Monday, March 18, 2013

MAC



I like Tolkien. This has been established. Tolkien drew a monogram at one point in his career, and since his death his son and estate have used it to brand his output. It has become a kind of trademark or “stamp” upon his canonical as well as his posthumous work. I don't believe the symbol appeared on any of his first editions. Nevertheless, the simplicity and quasi-mystic occult look of the monogram can't be overstated; it is an amazing symbol.



Following in his Gandalfy footsteps, I've made a monogram from my three names. While I was inspired to do so after seeing his monogram, mine bears little resemblance to Tolkien's, instead it looks more like a band logo. The monogram shows M, as two triangular peaks, with an A between them. The little crescent moon over the top is the C of my last name. It does bear some resemblance to Leviathan's logo, and Storm's Nordavind album cover; a moon over mountaintops. The fact that this monogram is bilaterally symmetrical allows me to make this strange “knot”, which looks like the Norse walknut, a gordian knot, or the Japanese triforce / fishscale mon I sometimes use. It also looks like the fancy “sacred geometry” design that is getting popular after a few centuries of Kabbalistic obscurity. But mainly, it's just my name three times with an extra triangle.

Sunday, March 17, 2013

RUNES



This is the third drawing I've made for this manuscript series/project. The drawing is basically an explanation of the runes I've created, and what runes are, in a general historical sense.

Runes are angular letters used by the peoples of ancient Europe. They were carved into metal, stone or wood, and hence do not make use of curved lines. The most famous set of runes is the Futhark, used by the Norse. Tolkien's Cirth runes draw heavily from these runes. I have not drawn heavily from either set, being influenced by the Japanese Katakana alphabet, I have gone for simplicity, not linguistic correctness, and so my alphabet is quite small. Katakana employs a small mark called a diacritic (they call it a hakuten, I believe), this mark shifts their “g” into their “k”, from a voiceless to a voiced consonant. Taking this idea, I've managed to reduce my alphabet to eighteen runes, some of which stand for more than one letter. Letters like C and Q do not have their own runes. Ha!

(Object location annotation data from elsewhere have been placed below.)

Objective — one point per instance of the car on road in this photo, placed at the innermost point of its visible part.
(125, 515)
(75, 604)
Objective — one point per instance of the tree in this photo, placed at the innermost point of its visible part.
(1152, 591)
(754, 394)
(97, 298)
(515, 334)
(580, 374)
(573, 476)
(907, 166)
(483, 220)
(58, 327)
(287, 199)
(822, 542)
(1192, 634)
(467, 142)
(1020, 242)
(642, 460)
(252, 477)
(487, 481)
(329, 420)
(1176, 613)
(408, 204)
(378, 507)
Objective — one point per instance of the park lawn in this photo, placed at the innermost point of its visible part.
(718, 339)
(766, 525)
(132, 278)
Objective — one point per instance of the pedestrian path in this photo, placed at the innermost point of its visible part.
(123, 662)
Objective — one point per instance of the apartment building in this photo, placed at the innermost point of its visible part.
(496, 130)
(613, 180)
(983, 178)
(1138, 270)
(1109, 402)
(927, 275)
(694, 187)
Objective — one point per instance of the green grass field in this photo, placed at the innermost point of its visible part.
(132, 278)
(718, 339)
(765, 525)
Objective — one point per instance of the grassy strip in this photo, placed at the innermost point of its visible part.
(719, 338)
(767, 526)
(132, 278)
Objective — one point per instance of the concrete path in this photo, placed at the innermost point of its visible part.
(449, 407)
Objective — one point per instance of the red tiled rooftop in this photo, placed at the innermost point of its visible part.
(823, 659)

The illuminated parts of the drawing reference old manuscript details, specifically of books and monks and saints and scholars copying books or studying. The mistletoe in the background is a druidic fertility symbol, and the oak that it is usually parasite to has significance in paganism. There are no visible band references in this drawing, which is pretty incredible. I cut a lot of details about gods of language and quasi masonic word magic from this drawing, and I think it is better for it, especially as this piece was meant to help people understand what I am doing. I am willing to help people.

Friday, March 1, 2013

NOOTHGRUSH II



This is the second of my manuscript drawings, and the second to focus Narrowly on the Californian sludge trio (now a quartet?!) Noothgrush. For more information about Noothgrushes, please refer to Dr. Seuss' "There's a Wocket in my Pocket".

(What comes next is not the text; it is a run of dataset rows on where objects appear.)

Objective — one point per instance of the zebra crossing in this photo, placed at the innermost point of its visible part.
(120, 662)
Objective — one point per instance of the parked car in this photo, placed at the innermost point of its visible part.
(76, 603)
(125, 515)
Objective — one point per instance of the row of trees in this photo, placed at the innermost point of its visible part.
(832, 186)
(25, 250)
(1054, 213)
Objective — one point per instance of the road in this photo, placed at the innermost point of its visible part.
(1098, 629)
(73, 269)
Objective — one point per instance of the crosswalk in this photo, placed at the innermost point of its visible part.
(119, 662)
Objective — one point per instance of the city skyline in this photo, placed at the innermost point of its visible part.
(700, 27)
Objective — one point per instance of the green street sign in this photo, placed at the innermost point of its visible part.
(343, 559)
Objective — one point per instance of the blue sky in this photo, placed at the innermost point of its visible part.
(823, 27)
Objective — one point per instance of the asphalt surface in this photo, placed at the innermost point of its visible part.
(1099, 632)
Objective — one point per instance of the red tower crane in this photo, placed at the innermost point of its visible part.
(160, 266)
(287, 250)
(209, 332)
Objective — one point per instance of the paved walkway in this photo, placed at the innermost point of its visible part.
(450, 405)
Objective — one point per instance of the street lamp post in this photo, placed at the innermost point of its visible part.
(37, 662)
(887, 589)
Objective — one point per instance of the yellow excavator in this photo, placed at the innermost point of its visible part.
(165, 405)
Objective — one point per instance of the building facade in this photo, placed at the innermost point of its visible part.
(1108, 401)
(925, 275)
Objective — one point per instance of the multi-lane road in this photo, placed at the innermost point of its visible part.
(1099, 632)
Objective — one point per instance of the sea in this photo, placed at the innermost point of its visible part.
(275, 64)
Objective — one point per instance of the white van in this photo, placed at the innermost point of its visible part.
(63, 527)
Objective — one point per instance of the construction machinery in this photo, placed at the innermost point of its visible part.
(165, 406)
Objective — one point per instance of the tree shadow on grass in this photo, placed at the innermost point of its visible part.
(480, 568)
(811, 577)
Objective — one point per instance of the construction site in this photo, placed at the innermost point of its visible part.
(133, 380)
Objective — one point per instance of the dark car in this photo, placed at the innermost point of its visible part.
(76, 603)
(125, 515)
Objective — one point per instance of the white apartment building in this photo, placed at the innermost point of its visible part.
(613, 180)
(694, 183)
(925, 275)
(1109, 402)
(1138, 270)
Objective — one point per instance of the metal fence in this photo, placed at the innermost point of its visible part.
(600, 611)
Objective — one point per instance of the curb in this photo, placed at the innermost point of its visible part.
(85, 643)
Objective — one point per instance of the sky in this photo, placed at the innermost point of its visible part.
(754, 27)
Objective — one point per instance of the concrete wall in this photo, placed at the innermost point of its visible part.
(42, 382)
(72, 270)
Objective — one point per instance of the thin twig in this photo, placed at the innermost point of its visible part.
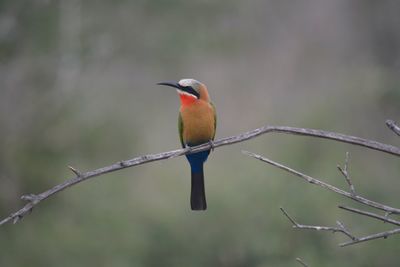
(324, 185)
(371, 237)
(80, 177)
(371, 214)
(344, 171)
(393, 126)
(301, 262)
(340, 228)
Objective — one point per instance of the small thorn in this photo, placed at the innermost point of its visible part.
(16, 219)
(78, 173)
(29, 197)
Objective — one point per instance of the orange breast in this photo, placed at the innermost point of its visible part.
(198, 122)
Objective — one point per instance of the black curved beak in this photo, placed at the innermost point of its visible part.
(171, 84)
(187, 89)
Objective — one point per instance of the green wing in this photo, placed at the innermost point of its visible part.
(215, 119)
(180, 129)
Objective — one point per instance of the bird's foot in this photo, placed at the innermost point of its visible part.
(212, 145)
(188, 148)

I'm starting to understand more what manuscripts are all about, but this piece is still more heavily illuminated than any "true" Medieval manuscript would have been. The drawing focuses on Noothgrush's disdain for the human race, and the tendency of our species to upset the natural order and completely render anything we touch unlivable. Or dead. Noothgrush, as well as other bands around the mid nineties who played shows in the same scene, Grief, Man is the Bastard, Seized, expressed a misanthropic mindset, which sometime bordered onto actively promoting human extinction. This is an interesting concept when one realizes that the population of Europe did in fact almost face extinction during the time when these handmade books flourished, due to the spread of the bubonic plague. Noothgrush, however misanthropic you find them, do make salient points about the callousness of our species in regards to ecology, and especially our sense of entitlement and superiority, neither of which is founded on anything concrete. The text in this manuscript is from a 1997 interview, but it is informed by the same worldview which they held (and still do hold) while writing songs such as Stagnance and Useless.

I find the manuscript format quite appropriate when looking at these seemingly flippant, though very wise and well meaning words. Manuscripts were used to record knowledge, not just of canonical bible verses (and indeed the format of a handwritten bible is responsible for much of the look and format, and likely the errors too, in the modern bible) but also the teachings of various saints and lesser religious leaders. They were kept in monasteries and rewritten into other languages, after being borrowed, in whole or in piece, by other monks or scholars. I think that their is a great deal to be gained from looking at song lyrics, and interviews with bands from the grind/sludge/powerviolence, especially the cluster of great bands from the state of California.